Se n’è andato un grande bustocco. Nell’anno in cui si celebra il centenario della scomparsa di Enrico Dell’Acqua, ci ha lasciati Bruno Tosi, figura insigne dell’industria e del sociale bustesi. Ed è dunque giusta la frase con cui lo ha salutato un altro bustocco doc come monsignor Claudio Livetti, il prevosto emerito della città, nell’omelia tenuta di fronte a una platea strabocchevole, per quasi metà in piedi nell’affollatissima chiesa del Sacro Cuore (Frati). Un funerale esemplare, verrebbe da dire, quello di Tosi: l’abbraccio di una comunità a una persona che ha compiuto il suo viaggio, «in pienezza», come si è detto dal pulpito, lasciando questa valle di lacrime alla matura età di ottantasette anni. Il giudizio è stato unanime: una vita ben spesa, tra lavoro e solidarietà. Parlano anche i commenti giunti a Varesenews, nella loro semplicità. Il rito officiato con monsignor Livetti da padre Giovanni Rinaldi, guardiano della Casa francescana e parroco del Sacro Cuore, è diventato così molto più del semplice funerale di una persona.
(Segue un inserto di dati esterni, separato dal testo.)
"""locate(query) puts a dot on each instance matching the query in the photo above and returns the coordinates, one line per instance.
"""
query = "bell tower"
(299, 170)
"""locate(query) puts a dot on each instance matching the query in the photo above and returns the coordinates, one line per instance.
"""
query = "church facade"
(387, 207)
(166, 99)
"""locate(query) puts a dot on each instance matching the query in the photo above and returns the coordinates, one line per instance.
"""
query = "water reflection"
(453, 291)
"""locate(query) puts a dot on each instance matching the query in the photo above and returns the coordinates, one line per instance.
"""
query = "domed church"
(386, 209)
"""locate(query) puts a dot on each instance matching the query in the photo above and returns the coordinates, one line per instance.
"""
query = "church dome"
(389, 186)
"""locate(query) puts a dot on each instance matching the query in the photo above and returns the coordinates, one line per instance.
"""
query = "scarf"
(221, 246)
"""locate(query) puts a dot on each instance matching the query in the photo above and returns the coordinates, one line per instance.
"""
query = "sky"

Un evento, un momento di ritrovo della Busto che conta e non solo, della comunità nel suo complesso, attorno ai familiari di una persona che ha saputo ben interpretare valori tipici della nostra città. Lavoro, dedizione, solidarietà umana: i lati migliori di quella "bustocchità" che il monsignore ricordava tra le chiavi di lettura della vita di Bruno Tosi. Busto Arsizio patisce a volte la retorica, la nostalgia, un certo autocompiacimento fastidioso, ma questo dell’estremo saluto a Tosi è stato momento alto, importante e necessario. Con lui se ne va uno dei protagonisti di quella che agli occhi di tutti è stata l’epoca migliore, più propulsiva e dinamica che la città abbia vissuto. E senza figure come la sua, conosciuta da tantissimi, Busto si sente un po’ smarrita.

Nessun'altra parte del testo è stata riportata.